Als Ende der siebziger Jahre die Punk-Bewegung aufkam, hätten sich ihre Anhänger auch niedliche Kätzchen, Hamster oder Eichhörnchen auf die Schulter setzen können, sie wählten aber Ratten. Neben zerrissenen Kleidern, mangelnder Körperhygiene und selbst verstümmelnden Piercings eigneten sich diese Tiere, die bei anderen Menschen Ekel hervorrufen, wohl am besten zur Erzielung von Schock-Effekten.
Ratten als Kuscheltiere?
Aber warum werden gerade Ratten von vielen Menschen als eklig empfunden? Sie haben keine übermäßige Anzahl kleiner, krabbelnder Beine wie Spinnen und Insekten, keine glibberige Haut wie Kröten oder Frösche und von ihnen ist kein giftiger Biss zu erwarten wie von Schlangen. Im Gegenteil, Ratten sind warm, haben ein kuscheliges Fell und runde Knopfaugen. Warum also Hamster, Meerschweinchen und Mäuse, aber keine Ratten?

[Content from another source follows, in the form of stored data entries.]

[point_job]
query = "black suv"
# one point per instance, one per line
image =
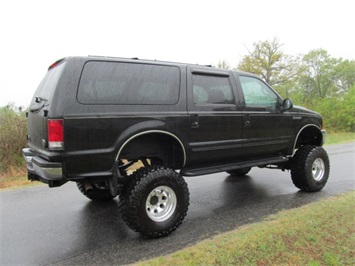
(92, 118)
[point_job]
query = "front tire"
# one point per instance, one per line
(310, 168)
(155, 201)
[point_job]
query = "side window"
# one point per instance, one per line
(258, 95)
(211, 90)
(129, 83)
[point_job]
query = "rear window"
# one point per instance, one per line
(45, 90)
(129, 83)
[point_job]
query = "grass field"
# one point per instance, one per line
(321, 233)
(338, 138)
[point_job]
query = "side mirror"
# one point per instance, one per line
(287, 104)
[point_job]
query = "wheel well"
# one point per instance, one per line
(162, 148)
(309, 135)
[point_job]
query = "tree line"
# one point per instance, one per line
(314, 80)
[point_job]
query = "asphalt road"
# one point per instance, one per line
(43, 226)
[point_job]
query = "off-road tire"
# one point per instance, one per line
(95, 191)
(239, 172)
(310, 168)
(154, 201)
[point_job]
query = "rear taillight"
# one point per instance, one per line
(55, 134)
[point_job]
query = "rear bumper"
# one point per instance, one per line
(42, 170)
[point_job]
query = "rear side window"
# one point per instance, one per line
(129, 83)
(212, 90)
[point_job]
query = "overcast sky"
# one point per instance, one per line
(36, 33)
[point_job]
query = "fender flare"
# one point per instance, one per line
(152, 132)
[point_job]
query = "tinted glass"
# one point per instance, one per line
(45, 90)
(128, 83)
(257, 94)
(212, 90)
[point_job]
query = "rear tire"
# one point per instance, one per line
(310, 168)
(239, 172)
(154, 201)
(95, 191)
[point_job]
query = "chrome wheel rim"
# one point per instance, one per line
(318, 169)
(161, 204)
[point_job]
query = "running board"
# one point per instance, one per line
(205, 170)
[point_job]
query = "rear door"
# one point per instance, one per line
(266, 129)
(214, 108)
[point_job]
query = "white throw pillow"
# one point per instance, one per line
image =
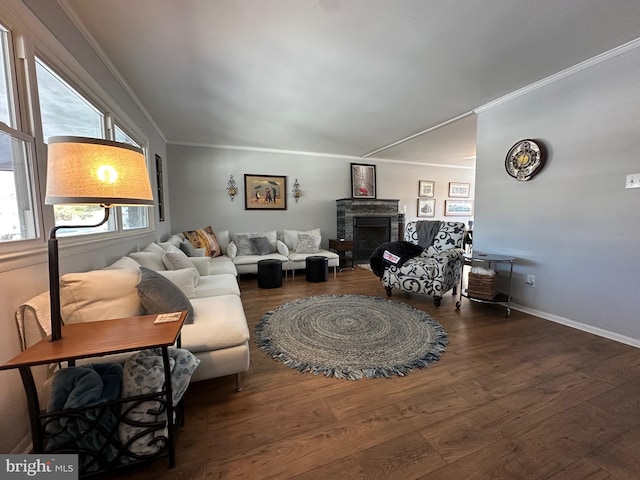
(99, 295)
(223, 239)
(282, 248)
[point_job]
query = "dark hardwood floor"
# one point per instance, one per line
(517, 398)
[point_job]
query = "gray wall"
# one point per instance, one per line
(574, 226)
(26, 276)
(198, 179)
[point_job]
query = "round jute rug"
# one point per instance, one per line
(351, 336)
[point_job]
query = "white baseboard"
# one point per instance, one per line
(634, 342)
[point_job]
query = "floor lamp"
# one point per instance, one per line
(90, 171)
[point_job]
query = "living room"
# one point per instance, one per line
(573, 226)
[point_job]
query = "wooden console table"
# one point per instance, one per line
(96, 339)
(341, 247)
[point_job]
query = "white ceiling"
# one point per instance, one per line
(344, 77)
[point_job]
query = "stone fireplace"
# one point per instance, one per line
(368, 223)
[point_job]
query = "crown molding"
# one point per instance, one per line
(603, 57)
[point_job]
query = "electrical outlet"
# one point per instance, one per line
(633, 180)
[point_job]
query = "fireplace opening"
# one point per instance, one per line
(368, 233)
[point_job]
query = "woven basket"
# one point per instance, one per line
(482, 286)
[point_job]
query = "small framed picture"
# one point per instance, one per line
(363, 180)
(427, 207)
(460, 190)
(426, 188)
(265, 192)
(459, 208)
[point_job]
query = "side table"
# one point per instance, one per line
(341, 247)
(489, 260)
(96, 339)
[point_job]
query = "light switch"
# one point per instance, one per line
(633, 180)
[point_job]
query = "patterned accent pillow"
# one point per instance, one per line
(204, 238)
(308, 243)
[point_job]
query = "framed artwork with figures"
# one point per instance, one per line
(426, 188)
(363, 180)
(265, 192)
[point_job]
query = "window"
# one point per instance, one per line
(17, 214)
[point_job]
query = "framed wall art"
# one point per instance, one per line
(265, 192)
(363, 180)
(427, 207)
(460, 190)
(460, 208)
(426, 188)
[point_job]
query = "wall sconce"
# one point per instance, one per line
(232, 188)
(296, 190)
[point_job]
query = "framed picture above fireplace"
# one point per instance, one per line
(265, 192)
(363, 180)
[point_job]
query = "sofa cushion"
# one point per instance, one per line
(172, 241)
(99, 295)
(244, 244)
(184, 279)
(214, 285)
(176, 259)
(190, 250)
(204, 238)
(159, 295)
(219, 323)
(308, 243)
(151, 260)
(124, 263)
(291, 237)
(262, 246)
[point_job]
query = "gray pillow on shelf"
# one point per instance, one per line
(160, 295)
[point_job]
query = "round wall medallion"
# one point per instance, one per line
(524, 160)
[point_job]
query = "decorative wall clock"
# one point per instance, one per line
(524, 160)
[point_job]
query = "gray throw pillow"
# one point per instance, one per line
(245, 245)
(159, 295)
(191, 251)
(262, 245)
(308, 243)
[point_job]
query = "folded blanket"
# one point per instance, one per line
(392, 253)
(144, 431)
(95, 429)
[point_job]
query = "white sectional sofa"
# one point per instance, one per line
(292, 247)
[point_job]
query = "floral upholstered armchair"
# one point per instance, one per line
(437, 269)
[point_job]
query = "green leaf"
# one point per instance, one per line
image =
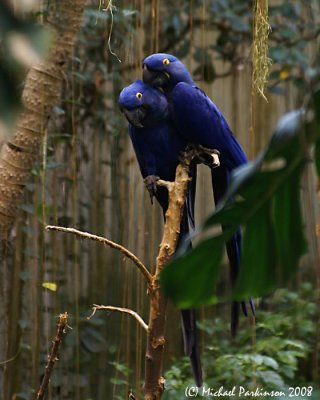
(317, 157)
(288, 227)
(264, 197)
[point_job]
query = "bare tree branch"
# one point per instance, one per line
(142, 268)
(53, 356)
(134, 314)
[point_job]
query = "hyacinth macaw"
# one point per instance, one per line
(199, 121)
(158, 146)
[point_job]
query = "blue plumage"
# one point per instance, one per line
(158, 146)
(199, 121)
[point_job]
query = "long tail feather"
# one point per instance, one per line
(220, 179)
(189, 328)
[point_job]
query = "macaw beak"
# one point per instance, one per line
(159, 79)
(135, 116)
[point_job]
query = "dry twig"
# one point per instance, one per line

Vielleicht ist es ja der lange, nackte Schwanz. Einige Ratten-Experten sind der Meinung, dass Ratten mit einem buschigen Eichhörnchen-Schwanz als gelehrige Haustiere geschätzt würden. Tatsächlich ruft der scheinbar unbehaarte – in Wirklichkeit ist er mit vielen kurzen Haaren versehen – Rattenschwanz bei einigen Menschen Assoziationen mit Regenwürmern oder Schlangen und somit Ekelgefühle hervor. Kann aber das alleine der Grund sein? Nacktmulle etwa sind am ganze Körper unbehaart und gelten sicherlich nirgends als Schönlinge – Ekel verursachen sie aber kaum.
Getreide-Diebe
Klar, unsere Vorfahren hatten allen Grund, beim Anblick von Ratten und Mäusen nicht in Jubelrufe auszubrechen. Bereits vor 6.000 Jahren lagerten die Menschen in Palästina und Syrien geerntetes Getreide als Vorrat für schlechte Zeiten in Getreidespeichern. Auch im Mittelalter war der Kornspeicher das am besten bewachte Gebäude der Stadt. Kein Wunder, wenn Insekten, Ratten und Mäuse, die an die hart erarbeiteten Vorräte gingen, damals als Konkurrenten bekämpft wurden.